I am using a BNO055 sensor to generate quaternion orientation data. My goal is to calculate accurate compass heading angles from quaternion orientation data.
Interpreting compass headings using Euler angles is a trivial task, however it is susceptible to Gimbal Lock, which is why the sensor I am currently using is pushing out quaternion orientation data.
However, my question is how can we interpret quaternion orientation data into compass headings? All of the methods I have seen online require converting quaternion orientation data into euler angles and from there converting the "roll", "pitch", and "yaw" of the euler angles into compass heading angles.
I want to avoid this and only use quaternion orientation data, however I'm not sure how to interpret:
x, y, z, w
into compass heading angles?
Is there no way to avoid converting quaternion orientation data to euler angles before I can get my desired compass heading angle?
I know that:
x = 0
y = 0
z = 0
w = 1
would be displayed as North on a compass. However, how do I move on from there?
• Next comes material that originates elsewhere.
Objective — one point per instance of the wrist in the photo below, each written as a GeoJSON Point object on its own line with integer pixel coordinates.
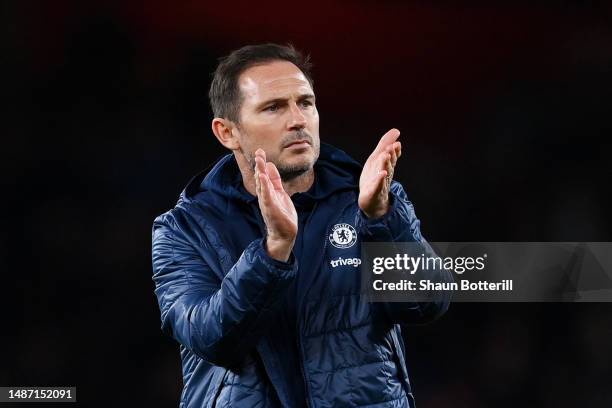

Your quaternion $q$, I assume, give a rotation from some reference vector $v$. So all we have to do is rotate $v$ with $q$. Represent $v$ as an imaginary quaternion. Then it rotates $v$ via $qvq^{-1}$ where $q^{-1} = \bar q/(q\bar q)$ with $\bar q$ the conjugate. Note that if $q$ is normalized properly then $q^{-1} = \bar q$; I will assume this. The quantity $qvq^{-1}$ can now be interpreted as a vector describing your heading.
Since you say $x = y = z = 0$ and $w = 1$ correspond to north, then $v$ is the north-pointing vector. Let's say $v = (1,0,0)$. Then we represent this as an imaginary quaternion $v = i$; if $q = w + xi + yj + zk$ then $$\begin{aligned} qv\bar q &= (w + xi + yj + zk)i(w - xi - yj - zk) \\ &= (wi - x - yk + zj)(w - xi - yj - zk) \\ &= wx - xw - yz + zy + (w^2 + x^2 - y^2 - z^2)i + (wz + xy + yx + zw)j + (-wy + xz - yw + zx)k \\ &= (w^2 + x^2 - y^2 - z^2)i + (wz + xy + yx + zw)j + (-wy + xz - yw + zx)k. \end{aligned}$$ So if $(0,1,0)$ is east, corresponding to $j$, then angle $\theta$ from north to east is given by $$ \tan\theta = \frac{w^2 + x^2 - y^2 - z^2}{wz + xy + yx + zw}. $$